Em recente decisão proferida nos autos do DCG nº 1000418-66.2018.5.00.0000, a maioria dos ministros do Tribunal Superior do Trabalho decidiu pela ilegalidade de greve deflagrada contra a privatização do setor elétrico. Prevalecendo o voto divergente do Ministro Ives Gandra Filho, concluiu-se que o movimento paredista seria “nitidamente abusivo, pois desvirtua o direito de greve, para transformá-lo em instrumento de manifestação política, no qual saem prejudicadas as empresas e a população que utiliza os serviços paralisados”.  

O entendimento não é novo e, sem dúvidas, vai contra o art. 9º da Constituição Federal, que não traz qualquer restrição ao direito de greve, inclusive colocando nas mãos dos trabalhadores a responsabilidade para decidir “sobre a oportunidade de exercê-lo e sobre os interesses que devam por meio dele defender”. 

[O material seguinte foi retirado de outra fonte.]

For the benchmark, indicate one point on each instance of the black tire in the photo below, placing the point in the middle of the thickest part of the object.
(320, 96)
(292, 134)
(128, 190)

Ora, resta evidente que se mostra válido – e constitucional – o direito de greve por motivos políticos. Eventuais restrições, como as detectadas em legislações infraconstitucionais, não poderiam se sobrepor ao direito dos trabalhadores de reivindicar melhores condições não apenas em seu ambiente de trabalho, mas também em aspectos e situações mais amplas (contra eventuais reformas realizadas pelo Estado, em solidariedade a outras categorias etc.). 

Tanto é que a própria Organização Internacional do Trabalho reconhece que “os interesses profissionais e econômicos, defendidos pelos trabalhadores mediante o exercício do direito de greve, abrangem não só a obtenção de melhores condições de trabalho ou as reivindicações coletivas de caráter trabalhista, mas também a busca de soluções para as questões de política econômica e social”(1) .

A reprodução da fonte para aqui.